In 2020, MCS published its first Battery Storage Standard alongside other microgeneration standards for technologies like solar PV. Image: GTEC.

The rapid development of battery storage systems over the last 20 years has meant we now have an innovative and developed technology that will be a game changer in terms of our journey towards net zero 2050.

At grid level, electrical energy storage systems (EESS) will contribute to a more flexible and efficient electricity supply that can meet the needs of a complex, low-carbon society. As the use of renewable energy sources increases, the ability to store energy means that supply and demand can be stabilised and managed – something that was widely discussed at the recent COP26 climate summit.

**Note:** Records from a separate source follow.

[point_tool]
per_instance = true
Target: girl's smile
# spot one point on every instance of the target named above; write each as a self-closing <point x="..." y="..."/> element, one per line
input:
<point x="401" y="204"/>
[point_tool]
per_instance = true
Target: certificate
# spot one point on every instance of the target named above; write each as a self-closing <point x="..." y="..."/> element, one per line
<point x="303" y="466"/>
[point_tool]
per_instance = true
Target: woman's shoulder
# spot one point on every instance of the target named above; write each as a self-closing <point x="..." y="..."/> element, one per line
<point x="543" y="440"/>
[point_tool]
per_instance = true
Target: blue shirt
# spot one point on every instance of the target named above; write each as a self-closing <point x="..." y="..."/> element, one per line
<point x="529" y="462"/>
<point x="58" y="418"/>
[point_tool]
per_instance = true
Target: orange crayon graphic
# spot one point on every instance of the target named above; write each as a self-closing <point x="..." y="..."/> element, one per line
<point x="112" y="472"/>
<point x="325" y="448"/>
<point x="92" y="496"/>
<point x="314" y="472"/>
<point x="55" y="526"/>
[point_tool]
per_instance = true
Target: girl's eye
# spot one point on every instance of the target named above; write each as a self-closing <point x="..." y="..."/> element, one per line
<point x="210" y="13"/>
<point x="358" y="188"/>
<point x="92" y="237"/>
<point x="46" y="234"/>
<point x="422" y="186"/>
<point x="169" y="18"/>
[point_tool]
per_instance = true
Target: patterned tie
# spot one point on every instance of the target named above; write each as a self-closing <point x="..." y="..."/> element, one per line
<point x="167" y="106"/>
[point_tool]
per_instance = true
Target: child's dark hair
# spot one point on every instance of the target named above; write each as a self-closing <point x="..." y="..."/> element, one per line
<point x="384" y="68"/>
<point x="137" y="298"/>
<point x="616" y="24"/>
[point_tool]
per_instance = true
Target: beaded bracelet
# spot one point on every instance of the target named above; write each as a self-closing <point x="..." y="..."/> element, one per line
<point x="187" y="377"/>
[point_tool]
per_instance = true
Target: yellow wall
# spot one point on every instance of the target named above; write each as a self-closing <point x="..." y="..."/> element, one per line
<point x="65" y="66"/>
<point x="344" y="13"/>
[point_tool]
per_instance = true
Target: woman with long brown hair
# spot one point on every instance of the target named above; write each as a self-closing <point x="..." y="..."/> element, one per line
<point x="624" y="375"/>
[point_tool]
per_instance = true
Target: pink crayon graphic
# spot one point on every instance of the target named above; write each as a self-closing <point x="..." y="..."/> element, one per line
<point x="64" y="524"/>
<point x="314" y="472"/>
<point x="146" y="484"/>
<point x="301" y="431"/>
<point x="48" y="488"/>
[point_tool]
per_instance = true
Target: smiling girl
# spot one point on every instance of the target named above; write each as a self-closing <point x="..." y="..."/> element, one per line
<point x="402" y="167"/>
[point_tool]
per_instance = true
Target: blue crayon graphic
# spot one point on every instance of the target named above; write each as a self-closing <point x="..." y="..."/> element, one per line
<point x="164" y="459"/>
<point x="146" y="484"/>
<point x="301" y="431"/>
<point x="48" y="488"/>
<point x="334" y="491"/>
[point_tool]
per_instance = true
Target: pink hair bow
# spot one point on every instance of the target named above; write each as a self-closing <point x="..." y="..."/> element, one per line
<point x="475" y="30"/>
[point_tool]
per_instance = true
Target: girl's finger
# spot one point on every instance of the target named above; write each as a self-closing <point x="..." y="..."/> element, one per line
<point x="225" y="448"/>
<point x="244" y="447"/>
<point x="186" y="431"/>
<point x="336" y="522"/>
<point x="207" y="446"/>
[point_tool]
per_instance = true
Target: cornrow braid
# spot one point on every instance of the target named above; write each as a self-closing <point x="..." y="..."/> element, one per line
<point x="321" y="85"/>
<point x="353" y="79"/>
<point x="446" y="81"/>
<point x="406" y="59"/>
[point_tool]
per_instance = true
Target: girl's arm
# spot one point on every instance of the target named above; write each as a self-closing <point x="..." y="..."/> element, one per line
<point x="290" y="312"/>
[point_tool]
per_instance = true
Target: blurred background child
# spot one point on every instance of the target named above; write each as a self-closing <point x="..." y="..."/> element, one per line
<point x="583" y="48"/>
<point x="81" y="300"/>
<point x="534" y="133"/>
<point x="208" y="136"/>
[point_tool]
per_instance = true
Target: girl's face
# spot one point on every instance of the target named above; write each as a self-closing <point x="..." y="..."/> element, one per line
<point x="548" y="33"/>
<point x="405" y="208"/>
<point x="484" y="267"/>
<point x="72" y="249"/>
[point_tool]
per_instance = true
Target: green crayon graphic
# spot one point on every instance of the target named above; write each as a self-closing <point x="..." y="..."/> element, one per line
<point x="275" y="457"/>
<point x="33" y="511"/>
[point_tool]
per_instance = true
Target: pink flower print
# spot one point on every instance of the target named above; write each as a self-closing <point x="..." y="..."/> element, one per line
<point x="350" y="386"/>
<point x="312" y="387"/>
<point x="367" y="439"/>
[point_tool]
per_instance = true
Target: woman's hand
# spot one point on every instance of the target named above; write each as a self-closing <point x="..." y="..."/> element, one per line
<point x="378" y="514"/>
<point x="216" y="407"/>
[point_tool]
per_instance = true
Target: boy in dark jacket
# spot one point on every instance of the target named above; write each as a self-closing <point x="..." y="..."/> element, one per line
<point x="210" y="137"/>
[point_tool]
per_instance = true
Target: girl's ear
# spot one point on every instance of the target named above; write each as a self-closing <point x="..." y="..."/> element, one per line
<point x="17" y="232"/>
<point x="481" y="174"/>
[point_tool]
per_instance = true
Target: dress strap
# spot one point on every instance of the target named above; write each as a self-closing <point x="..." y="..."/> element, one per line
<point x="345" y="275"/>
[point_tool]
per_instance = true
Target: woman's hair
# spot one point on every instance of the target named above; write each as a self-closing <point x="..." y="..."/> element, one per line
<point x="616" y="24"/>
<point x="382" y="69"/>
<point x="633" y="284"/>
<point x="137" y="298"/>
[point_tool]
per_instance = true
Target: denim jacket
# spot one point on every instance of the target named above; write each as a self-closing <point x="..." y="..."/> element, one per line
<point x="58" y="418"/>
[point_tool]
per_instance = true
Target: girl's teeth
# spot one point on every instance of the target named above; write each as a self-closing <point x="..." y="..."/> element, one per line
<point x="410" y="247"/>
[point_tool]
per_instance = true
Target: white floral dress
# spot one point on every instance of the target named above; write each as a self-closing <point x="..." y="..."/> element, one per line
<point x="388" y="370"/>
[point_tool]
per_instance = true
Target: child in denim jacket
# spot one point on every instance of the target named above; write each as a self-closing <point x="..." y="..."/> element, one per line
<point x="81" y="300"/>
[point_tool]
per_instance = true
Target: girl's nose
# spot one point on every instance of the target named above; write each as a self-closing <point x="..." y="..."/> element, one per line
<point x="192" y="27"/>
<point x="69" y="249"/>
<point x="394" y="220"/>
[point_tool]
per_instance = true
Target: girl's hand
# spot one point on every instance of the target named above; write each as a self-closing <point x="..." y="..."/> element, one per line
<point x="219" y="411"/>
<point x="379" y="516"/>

On a smaller-scale, EESS is set to become increasingly popular in domestic settings, as homeowners look for more cost effective and sustainable ways to meet their energy needs. Alongside a domestic solar photovoltaics (PV) system, a home battery system allows residents to use the energy they generate, which is more cost effective than exporting surplus energy to the grid and then buying it in during peak times.

In the UK, roughly 3.3% of homes have solar PV panels, equating to around 970,000 properties, according to a 2020 government report. With uncertainty ahead, small-scale residential renewable generation combined with EESS enables consumers to become self-sufficient and mitigate the risks of renewable energy generation while giving them a greater choice as to when they store and when they use energy from their supplier.

Solar and battery projects in the UK and beyond

Halifax-based housing association, Together Housing, recently installed solar panels and smart battery systems across 250 homes as part of a wider aim to create solar capacity of up to 50MW across up to 17,000 of its properties. Data collected over the course of one year suggests average savings of 625kg CO2 and £300 per property per year. The addition of battery storage to solar PV panels is the key here, enabling connected homes to use self-generated electricity day and night to meet up to 80% of their electricity needs

German micro-generators are embracing the benefits of battery storage, something which will hopefully set a precedent for the UK and other countries to follow. The introduction of the Smart Export Guarantee (SEG) in the UK may go some way to incentivise battery installations because payments under the scheme are generally lower than the Feed-in-Tarriff (FiT) and suppliers can set their own tariffs.

Last year, there was a sharp rise in demand for residential EESS in Germany and an estimated 270,000 households are now reaping the rewards of small-scale renewable generation and battery storage. Driven by falling prices and government incentives, around 70% of German solar PV systems are installed alongside a battery and residential storage represents around 2.3GWh of storage capacity across the country.

High installation standards

Standards are critical to the growth of any new technology, allowing the industry to deliver the best outcomes for early investors and ensuring the low-carbon future achieves its potential.

In 2020, the Microgeneration Certification Scheme (MCS) published the first Battery Storage Standard (MIS 3012) which sits alongside its certification of other microgeneration technologies, including solar PV. The standard outlines the installations requirements for MCS certified installers responsible for the supply, design and installation of EESS.

MIS 3012 covers installations up to 50kW and Electrical Energy Storage System (EESS) classes 1-4, which are defined as:

  • Class One: all the components are in the same enclosure, or multiple enclosures from the same manufacturer but with no visible direct current (DC) cable
  • Class Two: battery modules and inverter are in separate enclosures linked by a DC cable but both components from the same manufacturer
  • Class Three: the same as class two, but the battery modules and inverter are from different manufacturers, requiring the installer to determine compatibility
  • Class Four: all components, including battery modules, safety devices and inverters, could all be from different manufacturers but are selected and assembled by the installer to be compatible with each other

Training options for electricians

Skilled and qualified installers are absolutely crucial to the delivery of low carbon technologies. To take advantage of growing markets and deliver lasting solutions for customers, reputable installation companies will need to be MCS accredited and properly trained and qualified.

Engineers who see business potential in battery storage can take LCL Awards Level 3 Award in the Design, Installation and Commissioning of Electrical Energy Storage Systems, which covers all the key installation requirements, including identification of equipment, arrangements and operating modes, design, installation, initial verification and handover. 

This qualification is ideal for practicing electricians who work on properties which generate electricity through renewable means, such as solar PV and wind power. Customers will benefit from installers’ expertise in specifying the best storage solution on a case-by-case basis, allowing them to get more value from their renewable electricity generation, reducing bills and ensuring system efficiency.

Bright future

We must face-up to uncertain supply and cost issues when it comes to power. Rising fuel prices, climate change fears and at the time of writing, unstable world relations, all put the ease at which we electrify our buildings into question.

Homeowners and businesses will increasingly be looking for ways to remove themselves from this instability – battery storage is a key part of this process and offers a bright future for the buildings that can take advantage and the installers trained to facilitate its deployment.